Federal document outlines Sask. concerns
Heavily-redacted federal documents released to the Leader-Post summarizes that there is a broad consensus that carbon pricing should be a central component of any policy addressing climate change.
But Saskatchewan’s finance minister says the document supports some of the concerns over carbon pricing raised by the province. Dated May 18, 2016, one document titled Carbon Pricing in Theory and in Practice, prepared by the federal Department of Finance, explores carbon pricing to regulation policies on climate change, as well as a comparison of planned provincial carbon pricing actions. Saskatchewan is strongly opposed to carbon pricing and has spoken out against the federal government’s plan to impose a tax.

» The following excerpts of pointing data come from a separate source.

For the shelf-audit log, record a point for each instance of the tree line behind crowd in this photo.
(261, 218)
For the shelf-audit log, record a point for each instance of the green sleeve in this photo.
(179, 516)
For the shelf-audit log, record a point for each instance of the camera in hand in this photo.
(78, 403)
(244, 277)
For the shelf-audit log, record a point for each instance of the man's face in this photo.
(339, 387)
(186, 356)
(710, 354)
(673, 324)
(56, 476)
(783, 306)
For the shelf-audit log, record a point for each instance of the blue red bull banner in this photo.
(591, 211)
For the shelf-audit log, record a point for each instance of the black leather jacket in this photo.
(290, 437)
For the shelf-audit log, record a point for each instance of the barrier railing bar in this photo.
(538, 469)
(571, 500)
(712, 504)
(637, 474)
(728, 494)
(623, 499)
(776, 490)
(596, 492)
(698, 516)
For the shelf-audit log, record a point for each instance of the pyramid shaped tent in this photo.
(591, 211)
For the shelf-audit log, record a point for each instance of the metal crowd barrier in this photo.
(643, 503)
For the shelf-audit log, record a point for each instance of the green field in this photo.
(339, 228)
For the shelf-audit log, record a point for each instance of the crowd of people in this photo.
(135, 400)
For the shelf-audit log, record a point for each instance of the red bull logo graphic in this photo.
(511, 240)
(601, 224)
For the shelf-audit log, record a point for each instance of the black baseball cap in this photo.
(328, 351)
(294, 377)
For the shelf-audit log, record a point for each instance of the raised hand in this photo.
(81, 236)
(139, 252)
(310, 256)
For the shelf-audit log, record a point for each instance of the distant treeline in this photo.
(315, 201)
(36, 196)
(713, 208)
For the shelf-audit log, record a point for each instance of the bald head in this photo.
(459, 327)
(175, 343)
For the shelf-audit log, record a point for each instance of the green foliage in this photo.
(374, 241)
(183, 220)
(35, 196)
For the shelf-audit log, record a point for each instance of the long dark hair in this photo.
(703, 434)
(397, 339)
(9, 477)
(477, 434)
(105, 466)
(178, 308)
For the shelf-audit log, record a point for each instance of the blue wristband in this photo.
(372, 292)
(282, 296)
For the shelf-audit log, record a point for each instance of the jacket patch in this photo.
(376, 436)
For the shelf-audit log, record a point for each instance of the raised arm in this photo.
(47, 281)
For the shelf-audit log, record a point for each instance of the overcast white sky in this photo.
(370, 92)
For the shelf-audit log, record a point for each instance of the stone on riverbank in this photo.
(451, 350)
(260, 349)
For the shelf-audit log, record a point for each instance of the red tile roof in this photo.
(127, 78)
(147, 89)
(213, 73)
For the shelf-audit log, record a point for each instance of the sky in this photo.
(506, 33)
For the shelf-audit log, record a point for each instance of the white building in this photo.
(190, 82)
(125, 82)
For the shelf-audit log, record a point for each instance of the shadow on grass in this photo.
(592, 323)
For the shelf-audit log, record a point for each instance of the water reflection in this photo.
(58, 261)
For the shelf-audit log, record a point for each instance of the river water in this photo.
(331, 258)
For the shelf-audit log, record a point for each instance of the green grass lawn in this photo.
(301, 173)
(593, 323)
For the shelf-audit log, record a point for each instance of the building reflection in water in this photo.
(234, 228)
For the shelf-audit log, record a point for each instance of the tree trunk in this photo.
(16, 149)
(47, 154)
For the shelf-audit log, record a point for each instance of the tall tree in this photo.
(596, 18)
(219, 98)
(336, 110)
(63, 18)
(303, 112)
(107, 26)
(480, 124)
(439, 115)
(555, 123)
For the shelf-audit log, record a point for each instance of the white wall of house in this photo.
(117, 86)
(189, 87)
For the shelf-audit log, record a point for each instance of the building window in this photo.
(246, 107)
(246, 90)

Environment Minister Scott Moe says the federal documents support some of the concerns raised by the province.
“These documents, to me, actually further support the concerns we have about the effectiveness of a carbon tax when it comes to reducing emissions and the effectiveness of a carbon tax when it comes to the impact on the economy, and I don’t think we know that,” says Moe.

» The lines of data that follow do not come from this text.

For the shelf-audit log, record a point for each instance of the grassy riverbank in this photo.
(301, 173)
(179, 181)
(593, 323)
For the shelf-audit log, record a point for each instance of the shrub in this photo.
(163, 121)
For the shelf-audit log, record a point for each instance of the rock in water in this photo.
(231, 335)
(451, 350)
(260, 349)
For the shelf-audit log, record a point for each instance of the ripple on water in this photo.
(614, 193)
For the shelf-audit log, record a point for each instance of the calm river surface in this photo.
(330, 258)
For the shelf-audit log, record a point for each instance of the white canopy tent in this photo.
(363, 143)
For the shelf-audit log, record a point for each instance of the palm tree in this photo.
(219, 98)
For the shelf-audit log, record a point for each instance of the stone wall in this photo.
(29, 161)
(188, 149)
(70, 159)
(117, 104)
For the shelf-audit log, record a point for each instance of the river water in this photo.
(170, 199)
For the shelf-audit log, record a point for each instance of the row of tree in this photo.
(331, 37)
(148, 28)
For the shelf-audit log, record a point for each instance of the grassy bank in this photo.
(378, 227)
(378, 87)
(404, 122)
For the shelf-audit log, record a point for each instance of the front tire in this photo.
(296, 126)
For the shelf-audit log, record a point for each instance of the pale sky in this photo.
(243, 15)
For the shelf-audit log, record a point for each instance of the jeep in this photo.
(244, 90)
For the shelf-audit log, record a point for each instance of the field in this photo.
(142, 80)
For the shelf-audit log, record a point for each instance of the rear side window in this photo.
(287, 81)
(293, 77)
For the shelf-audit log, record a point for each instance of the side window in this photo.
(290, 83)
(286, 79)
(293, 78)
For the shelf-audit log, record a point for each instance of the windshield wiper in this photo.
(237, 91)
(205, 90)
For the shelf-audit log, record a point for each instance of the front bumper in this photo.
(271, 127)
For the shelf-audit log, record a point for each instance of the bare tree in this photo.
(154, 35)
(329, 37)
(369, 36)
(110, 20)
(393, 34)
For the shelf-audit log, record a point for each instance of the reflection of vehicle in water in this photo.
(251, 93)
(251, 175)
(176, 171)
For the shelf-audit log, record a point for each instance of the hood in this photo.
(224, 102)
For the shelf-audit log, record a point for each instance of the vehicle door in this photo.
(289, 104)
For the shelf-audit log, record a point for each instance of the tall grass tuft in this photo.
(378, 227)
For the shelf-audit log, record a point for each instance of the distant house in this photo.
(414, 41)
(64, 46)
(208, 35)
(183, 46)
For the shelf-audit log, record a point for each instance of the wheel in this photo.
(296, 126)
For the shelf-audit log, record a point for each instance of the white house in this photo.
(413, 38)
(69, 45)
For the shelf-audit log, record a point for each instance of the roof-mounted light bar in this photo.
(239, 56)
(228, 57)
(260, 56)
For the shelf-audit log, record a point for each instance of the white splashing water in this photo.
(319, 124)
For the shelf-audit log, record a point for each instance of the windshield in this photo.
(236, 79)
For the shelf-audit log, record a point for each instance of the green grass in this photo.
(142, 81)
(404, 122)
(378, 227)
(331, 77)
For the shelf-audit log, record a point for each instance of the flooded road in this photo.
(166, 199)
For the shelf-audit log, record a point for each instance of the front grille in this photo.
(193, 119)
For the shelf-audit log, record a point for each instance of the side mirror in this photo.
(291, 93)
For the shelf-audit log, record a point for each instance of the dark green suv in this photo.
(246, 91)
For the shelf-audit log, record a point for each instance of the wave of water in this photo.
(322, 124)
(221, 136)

He points to one paragraph exploring different carbon pricing strategies that reads, “because of the tax, a manufacturing firm would pay higher price for energy derived from burning fossil fuels. In turn, this firm would increase the price of its goods to reflect higher input costs for energy obtained from carbon. The tax would cascade throughout the economy and prices would increase most for goods that make intensive use of carbon-based energy. There would be a broad incentive to substitute away from carbon in the whole economy.”
Moe says that Saskatchewan is a heavy exporter of goods and is competing with other jurisdictions for businesses. He says documents such as these, especially when heavily-redacted, heighten people’s concerns “with respect to what impact (a carbon tax) is going to have on emissions.”
In a statement, the federal Department of Finance says the documents were “to brief the federal minister of finance on the economic theory underlying carbon pricing as well as potential approaches to carbon pricing in the Canadian context.”
A working group report exploring carbon pricing was completed a few months after the dates listed on the document. The federal government said the document was “not intended and were not used to inform the working group report on carbon pricing mechanisms. The working group report was based on the collaborative efforts of federal, provincial and territorial officials.”